New permitted development rights, which came into force on 30th May, mean that developers are able to change use of a building from offices to homes without planning permission.
The MP, who was recently appointed as an Ambassador for Small Businesses, fears that if Hounslow Council does not guarangee an exemption to the new law, it will endanger the area in West London as a business hub.
The new legislation was intended to deal with the numbers of unused and outdated offices in the UK so that they could be turned into residential housing. However local authorities are allowed to be exempted from the law if they plead a particular need.
Mary met with the Secretary of State for Communities and Local Government, Eric Pickles to discuss the impact of changes to the permitted development rights in the Hounslow Borough. He advised that the only way to protect the area is in the form of an Article 4 Direction.
Local authorities can have an exemption by saying their area has particular needs and the Article 4 requires that planning permission is first obtained from the local planning authority for that development.
Mary commented:“We need to maintain the unique nature of the Golden Mile in attracting businesses to West London. If offices are converted into residential sites, I fear that existing businesses may even migrate out of the Borough. I would urge the Council to immediately initiate an Article 4 Direction to allow this part of West London be retained as a business hub.”
“As one of the Prime Minister’s advisors on businesses across London, I feel it is vital that areas like the Great West Road are preserved as business hubs. I am proud to represent an area with one of the fastest business growth rates in the country and we must work to protect that unique status.”
In a ministerial statement released in May on re-use of buildings in Planning, the Minister, Mr. Pickes had said ; “New permitted development rights will allow change of use from offices B1(a) to homes (C3) to provide new homes in existing buildings. This gives a clear signal to owners, developers and local planning authorities that we want underused and outdated offices to be brought back to life, and provides an excellent opportunity to create much needed new homes.

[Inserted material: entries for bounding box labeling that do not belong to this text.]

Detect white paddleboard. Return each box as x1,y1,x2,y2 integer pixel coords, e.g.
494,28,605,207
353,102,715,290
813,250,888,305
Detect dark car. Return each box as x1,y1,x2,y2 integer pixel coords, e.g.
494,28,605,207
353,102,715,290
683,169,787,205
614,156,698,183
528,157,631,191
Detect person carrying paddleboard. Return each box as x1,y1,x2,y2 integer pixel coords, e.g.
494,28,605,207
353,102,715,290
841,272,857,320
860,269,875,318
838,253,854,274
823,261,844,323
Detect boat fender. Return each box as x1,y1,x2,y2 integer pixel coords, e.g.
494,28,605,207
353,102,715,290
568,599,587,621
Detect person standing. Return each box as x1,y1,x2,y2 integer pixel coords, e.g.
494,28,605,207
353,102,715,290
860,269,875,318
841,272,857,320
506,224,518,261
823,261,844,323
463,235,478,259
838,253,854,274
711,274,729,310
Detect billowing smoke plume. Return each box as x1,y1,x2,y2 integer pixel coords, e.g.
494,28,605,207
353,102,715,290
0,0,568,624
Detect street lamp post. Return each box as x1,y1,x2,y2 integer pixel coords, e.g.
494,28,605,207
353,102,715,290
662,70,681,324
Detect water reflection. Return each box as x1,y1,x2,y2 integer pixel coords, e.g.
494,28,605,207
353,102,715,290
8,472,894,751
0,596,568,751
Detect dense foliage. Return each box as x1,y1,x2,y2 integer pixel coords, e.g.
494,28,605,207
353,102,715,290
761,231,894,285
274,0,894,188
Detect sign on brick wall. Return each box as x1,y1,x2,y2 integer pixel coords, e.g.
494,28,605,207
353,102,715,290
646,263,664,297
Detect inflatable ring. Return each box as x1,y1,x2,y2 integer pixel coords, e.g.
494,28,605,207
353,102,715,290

"We recognised that there may be exceptional economic circumstances which would justify exemptions. Following a thorough assessment of cases submitted, this change will not apply to areas in 17 local authorities, as set out in the secondary legislation.”
The new permitted development rights, which came into force on 30th May, mean that developers are able to change use of a building from offices to homes without planning permission.
Article 4 directions are one of the tools available to local planning authorities in responding to the particular needs of their areas. They do this by allowing authorities to withdraw the ‘permitted development’ rights that would otherwise apply by virtue of the Town and Country Planning (General Permitted Development) Order 1995 as amended (the ‘GPDO’). An article 4 direction does not prevent the development to which it applies, but instead requires that planning permission is first obtained from the local planning authority for that development.